Un fantasma recorre el mundo. En todas las latitudes, presenciamos una fuerte caída en los nacimientos y un progresivo envejecimiento poblacional. Estos temas están cada vez más presentes en las charlas de asado, análisis de especialistas y en los medios.
El vínculo de las personas con las organizaciones está en crisis: baja la participación sindical, la asistencia escolar, la pertenencia religiosa, la interacción en espacios públicos y crecen los barrios privados. También decae, la confianza en los gobiernos, que es del 50 % en la población mundial, del 28% en América Latina y apenas llega al 17% en nuestro país. Así, formar una familia se vuelve incierto: cuando las instituciones no cuidan, y el vínculo con lo público y comunitario falla, la maternidad y la paternidad dejan de ser un proyecto deseable y se viven como un riesgo.
Pero este escenario también ofrece una ventana de oportunidad. En América Latina aún contamos con el bono demográfico: tenemos más población activa (en edad de trabajar) que dependiente (niños y personas mayores). En Argentina, esta oportunidad es mayor si consideramos que la caída en la fecundidad se dio sobre todo entre mujeres con bajo nivel educativo y adolescentes, donde predominaban los embarazos no intencionales.
La transición demográfica permite construir un nuevo contrato social que fortalezca los vínculos colectivos, a la vez que garantice las condiciones de una vida digna.
Aprovechar esta ventana de oportunidad exige voluntad política e inversión estructural en tres frentes clave.
Primero, formar una familia no debería implicar sacrificar el futuro. Las mujeres cargan con la mayor parte del trabajo de cuidado, muchas veces sin apoyo, condicionando sus trayectorias profesionales y educativas. Consolidar sistemas integrales de cuidado que aseguren tiempo (licencias de maternidad y paternidad con visión de corresponsabilidad), servicios (centros de desarrollo infantil, centros de salud y educación de calidad) y dinero (transferencias monetarias a hogares con niños) crearía las condiciones estructurales para que la parentalidad sea posible y deseable.
Segundo, la productividad es la llave del desarrollo. Necesitamos generar más empleo de calidad y mayor participación laboral. Para eso, es necesario que los sectores estratégicos generen cadenas de valor intensivas de trabajo. Además, cerrar las brechas de género: muchas mujeres quedan fuera del empleo remunerado por la sobrecarga de los cuidados. Invertir en cuidados no es solo una cuestión de equidad, sino una política económica.

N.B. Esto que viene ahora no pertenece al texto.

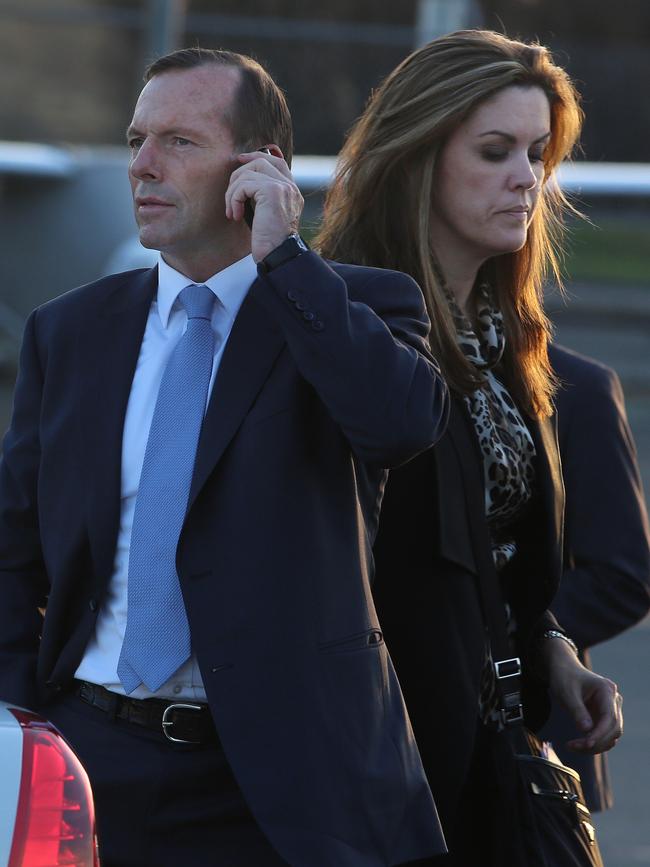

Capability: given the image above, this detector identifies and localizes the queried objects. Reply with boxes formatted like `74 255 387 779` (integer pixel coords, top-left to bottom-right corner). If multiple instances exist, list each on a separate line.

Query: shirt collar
157 253 257 328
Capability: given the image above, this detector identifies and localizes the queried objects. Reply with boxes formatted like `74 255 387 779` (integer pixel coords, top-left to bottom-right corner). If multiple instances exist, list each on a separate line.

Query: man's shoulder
36 268 156 319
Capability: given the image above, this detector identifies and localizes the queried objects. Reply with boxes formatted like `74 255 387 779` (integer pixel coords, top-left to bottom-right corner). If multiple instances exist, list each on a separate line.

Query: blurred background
0 0 650 867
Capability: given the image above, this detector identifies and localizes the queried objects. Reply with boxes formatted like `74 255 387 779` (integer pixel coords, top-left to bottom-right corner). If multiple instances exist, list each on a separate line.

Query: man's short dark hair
144 48 293 165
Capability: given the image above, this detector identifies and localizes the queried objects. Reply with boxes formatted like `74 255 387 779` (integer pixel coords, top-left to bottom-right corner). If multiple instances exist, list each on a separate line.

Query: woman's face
431 86 551 273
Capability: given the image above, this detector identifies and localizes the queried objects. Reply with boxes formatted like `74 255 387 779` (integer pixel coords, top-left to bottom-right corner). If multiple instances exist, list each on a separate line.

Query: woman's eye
483 148 508 163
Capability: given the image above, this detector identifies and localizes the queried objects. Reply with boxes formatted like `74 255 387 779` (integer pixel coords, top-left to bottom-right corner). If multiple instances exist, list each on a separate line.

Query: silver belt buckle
162 702 202 744
494 656 521 680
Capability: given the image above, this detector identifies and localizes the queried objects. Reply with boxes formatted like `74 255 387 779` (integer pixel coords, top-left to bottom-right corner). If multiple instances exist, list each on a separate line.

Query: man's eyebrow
478 129 551 144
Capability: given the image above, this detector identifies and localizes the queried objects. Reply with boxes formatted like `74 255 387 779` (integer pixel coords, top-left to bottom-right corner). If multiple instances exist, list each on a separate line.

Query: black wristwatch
257 232 309 275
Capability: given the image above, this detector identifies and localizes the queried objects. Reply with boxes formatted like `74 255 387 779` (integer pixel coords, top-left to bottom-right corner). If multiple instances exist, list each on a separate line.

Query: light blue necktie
117 284 215 695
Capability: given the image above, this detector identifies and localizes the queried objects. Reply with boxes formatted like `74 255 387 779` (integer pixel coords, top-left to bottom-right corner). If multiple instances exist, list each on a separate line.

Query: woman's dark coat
373 398 564 828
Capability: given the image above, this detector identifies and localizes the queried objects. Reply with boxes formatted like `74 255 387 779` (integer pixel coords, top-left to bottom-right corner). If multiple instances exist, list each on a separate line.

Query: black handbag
513 727 603 867
479 556 603 867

Tercero, necesitamos fortalecer la solidaridad intergeneracional. Una población activa más productiva es indispensable para sostener una población que envejece. Esto requiere invertir en capital humano, infraestructura y tecnología, así como reformas estructurales que garanticen sistemas previsionales equitativos y sostenibles.
Los cambios demográficos nos muestran mucho más que los cambios en la cantidad de nacimientos. Son el espejo de nuestras fracturas sociales y pueden ser también una palanca para superarlas. Si actuamos a tiempo, podemos reconstruir un futuro común que valga la pena vivir.